Zimbabwe President gives thump-up to opposition protest

Dialogue call... President Emmerson Mnangagwa used Twitter to appeal to main rival on Thursday

Dialogue call... President Emmerson Mnangagwa used Twitter to appeal to main rival on Thursday

"The dire economic situation is now impacting negatively on the realization of the economic and social rights of millions of Zimbabweans".

He also said MDC leader Nelson Chamisa had rejected his invitation to dialogue meant to resolve Zimbabwe's political and economic problems.

"The Zimbabwe Republic Police (ZRP) informs the nation that based on the notifications given by MDC A to regulating authorities to hold demonstrations in Harare, Bulawayo, Gweru, Masvingo, Mutare and surrounding towns on August 16, 19, 20, 21 and 22, intelligence and concrete evidence on the ground has revealed that indeed these so called "peaceful" demonstrations will turn out to be violent", Police national Spokesperson Assistant Commissioner Paul Nyathi has said. Instead, Zimbabweans are enduring shortages of USA dollars, fuel, bread and rolling power cuts.

"Life in Zimbabwe today is worse that it was under [former president] Robert Mugabe", MDC politician Fadzayi Mahere told the BBC. "We must continue on the path or reforms in spite of temporary hardships for a better tomorrow". The cost of living has soared exponentially.

Amnesty global criticised "an escalating crackdown against human rights defenders, activists, civil society leaders and members of the opposition, including abductions and torture".

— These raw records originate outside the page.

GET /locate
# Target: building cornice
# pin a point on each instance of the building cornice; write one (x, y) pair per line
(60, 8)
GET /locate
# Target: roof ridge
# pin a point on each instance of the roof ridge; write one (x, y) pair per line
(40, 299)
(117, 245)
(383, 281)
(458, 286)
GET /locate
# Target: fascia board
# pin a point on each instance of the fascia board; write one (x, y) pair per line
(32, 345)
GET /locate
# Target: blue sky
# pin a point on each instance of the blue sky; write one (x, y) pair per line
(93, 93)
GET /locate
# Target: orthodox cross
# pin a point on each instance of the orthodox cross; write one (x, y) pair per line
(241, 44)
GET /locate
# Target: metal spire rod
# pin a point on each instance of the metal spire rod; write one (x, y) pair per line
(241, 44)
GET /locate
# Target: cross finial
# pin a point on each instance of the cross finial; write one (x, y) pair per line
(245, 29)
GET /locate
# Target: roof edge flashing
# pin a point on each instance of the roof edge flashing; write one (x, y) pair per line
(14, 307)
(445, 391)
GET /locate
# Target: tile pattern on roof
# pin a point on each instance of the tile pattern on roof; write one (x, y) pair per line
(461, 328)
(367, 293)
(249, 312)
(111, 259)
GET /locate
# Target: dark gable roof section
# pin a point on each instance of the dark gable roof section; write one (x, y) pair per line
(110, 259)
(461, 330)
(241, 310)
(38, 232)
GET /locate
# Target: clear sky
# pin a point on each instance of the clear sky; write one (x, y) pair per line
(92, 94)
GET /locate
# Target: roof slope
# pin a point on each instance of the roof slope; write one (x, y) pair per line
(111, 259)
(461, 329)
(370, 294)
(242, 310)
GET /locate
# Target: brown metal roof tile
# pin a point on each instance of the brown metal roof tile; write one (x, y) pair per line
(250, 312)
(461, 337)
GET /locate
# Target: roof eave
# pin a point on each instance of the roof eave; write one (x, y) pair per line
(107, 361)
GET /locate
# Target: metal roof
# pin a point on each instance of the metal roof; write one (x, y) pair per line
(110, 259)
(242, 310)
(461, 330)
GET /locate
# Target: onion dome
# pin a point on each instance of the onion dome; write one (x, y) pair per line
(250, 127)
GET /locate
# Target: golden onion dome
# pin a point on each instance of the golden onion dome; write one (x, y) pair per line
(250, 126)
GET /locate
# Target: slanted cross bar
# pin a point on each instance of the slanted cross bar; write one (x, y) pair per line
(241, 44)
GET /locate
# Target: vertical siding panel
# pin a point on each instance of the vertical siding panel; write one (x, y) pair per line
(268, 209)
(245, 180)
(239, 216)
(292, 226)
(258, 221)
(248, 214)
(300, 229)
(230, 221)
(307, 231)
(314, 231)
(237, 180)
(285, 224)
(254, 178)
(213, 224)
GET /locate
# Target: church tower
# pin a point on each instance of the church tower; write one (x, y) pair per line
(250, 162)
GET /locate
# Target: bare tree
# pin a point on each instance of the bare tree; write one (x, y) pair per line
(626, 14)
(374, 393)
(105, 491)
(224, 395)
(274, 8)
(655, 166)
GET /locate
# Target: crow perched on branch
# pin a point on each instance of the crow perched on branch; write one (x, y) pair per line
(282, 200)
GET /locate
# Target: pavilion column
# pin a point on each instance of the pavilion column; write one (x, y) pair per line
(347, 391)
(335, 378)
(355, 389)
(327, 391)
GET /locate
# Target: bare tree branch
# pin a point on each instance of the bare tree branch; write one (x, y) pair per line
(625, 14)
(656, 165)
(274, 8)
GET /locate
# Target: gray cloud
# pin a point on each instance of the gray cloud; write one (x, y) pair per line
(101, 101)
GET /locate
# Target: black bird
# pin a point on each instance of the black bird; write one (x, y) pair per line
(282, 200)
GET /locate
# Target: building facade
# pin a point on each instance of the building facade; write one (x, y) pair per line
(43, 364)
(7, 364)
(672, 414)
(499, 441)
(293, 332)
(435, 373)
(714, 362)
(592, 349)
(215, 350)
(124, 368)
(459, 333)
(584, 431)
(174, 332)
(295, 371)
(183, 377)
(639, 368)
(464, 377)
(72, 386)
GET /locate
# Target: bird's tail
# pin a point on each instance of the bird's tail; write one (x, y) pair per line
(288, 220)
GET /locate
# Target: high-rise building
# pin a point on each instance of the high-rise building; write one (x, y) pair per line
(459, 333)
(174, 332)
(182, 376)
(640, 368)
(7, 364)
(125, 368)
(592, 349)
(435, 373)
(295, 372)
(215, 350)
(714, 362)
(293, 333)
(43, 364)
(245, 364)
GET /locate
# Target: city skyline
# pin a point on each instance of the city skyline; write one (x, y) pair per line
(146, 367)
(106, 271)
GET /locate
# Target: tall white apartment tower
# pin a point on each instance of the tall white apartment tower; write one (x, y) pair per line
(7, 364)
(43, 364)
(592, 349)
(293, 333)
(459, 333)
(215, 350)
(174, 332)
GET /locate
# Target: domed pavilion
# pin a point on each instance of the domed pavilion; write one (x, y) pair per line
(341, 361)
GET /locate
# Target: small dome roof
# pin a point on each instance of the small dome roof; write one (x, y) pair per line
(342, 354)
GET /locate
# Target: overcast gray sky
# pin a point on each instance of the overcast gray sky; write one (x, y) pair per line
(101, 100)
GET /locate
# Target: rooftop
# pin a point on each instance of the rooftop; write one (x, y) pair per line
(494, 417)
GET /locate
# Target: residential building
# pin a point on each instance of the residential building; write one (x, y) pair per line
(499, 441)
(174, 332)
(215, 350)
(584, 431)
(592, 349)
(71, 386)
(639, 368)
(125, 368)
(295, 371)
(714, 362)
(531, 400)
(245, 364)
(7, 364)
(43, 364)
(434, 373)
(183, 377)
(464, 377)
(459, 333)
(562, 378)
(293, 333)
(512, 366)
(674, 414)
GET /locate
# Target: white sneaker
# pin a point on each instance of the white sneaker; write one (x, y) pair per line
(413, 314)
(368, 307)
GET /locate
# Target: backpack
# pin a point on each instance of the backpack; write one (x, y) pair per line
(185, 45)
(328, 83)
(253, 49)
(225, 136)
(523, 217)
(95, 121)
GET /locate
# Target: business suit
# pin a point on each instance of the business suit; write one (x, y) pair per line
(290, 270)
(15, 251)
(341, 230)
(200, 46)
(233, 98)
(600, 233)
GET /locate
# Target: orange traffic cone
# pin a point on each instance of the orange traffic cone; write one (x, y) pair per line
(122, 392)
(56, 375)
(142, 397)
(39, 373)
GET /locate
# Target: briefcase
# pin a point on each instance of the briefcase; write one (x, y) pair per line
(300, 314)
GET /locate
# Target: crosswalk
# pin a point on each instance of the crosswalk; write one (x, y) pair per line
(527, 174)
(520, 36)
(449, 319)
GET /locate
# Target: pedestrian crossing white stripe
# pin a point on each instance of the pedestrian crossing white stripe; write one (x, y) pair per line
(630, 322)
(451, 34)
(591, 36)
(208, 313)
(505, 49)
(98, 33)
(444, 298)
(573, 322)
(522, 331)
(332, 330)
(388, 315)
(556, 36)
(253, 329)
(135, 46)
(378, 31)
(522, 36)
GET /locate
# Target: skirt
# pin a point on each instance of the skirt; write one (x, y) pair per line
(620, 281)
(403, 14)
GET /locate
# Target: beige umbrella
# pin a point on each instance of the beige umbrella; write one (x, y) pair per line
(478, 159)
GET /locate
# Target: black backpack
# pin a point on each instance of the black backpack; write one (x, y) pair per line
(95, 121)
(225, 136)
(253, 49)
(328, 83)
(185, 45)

Also, he further urges the Senate when reviewing the Maintenance of Peace and Order Bill to protect the essential democratic freedoms of peaceful assembly and demonstration by ensuring Bill's compliance with the Constitution, decisions of the Constitutional Court, and worldwide human rights standards.

Ahead of Friday's demonstrations, a coalition of rights groups said six Zimbabwean political activists were abducted from their homes at night and beaten by armed men this week.

"Security remains on high alert and deployed to ensure safety of the citizenry and security of property", it said.Local rights group Heal Zimbabwe said in a series of tweets that police had rounded up scores of people in several of the city's townships and surrounding neighbourhoods.

The UK and USA have expressed concerns about the reports. Elected after the armed forces intervened to oust Robert Mugabe, Mnangagwa has said he aims to break with the long legacy of repression that characterized much of his predecessor's 37 years in power.

Mr Mnangagwa, a long-time ally of Mr Mugabe, won an election in July 2018. "Real change is the only answer to Zimbabwe's questions".

Inflation is at a 10-year high, shrinking Zimbabweans' salaries and pensions.

In recent months millions have been hit by soaring prices of food and fuel, while foreign exchange shortages have led to a lack of vital medicines and other goods.

The opposition denies this, saying the protests were peaceful.

The demonstration, dubbed "Free Zimbabwe March" is scheduled for this Friday in Harare before spilling to other major towns and cities.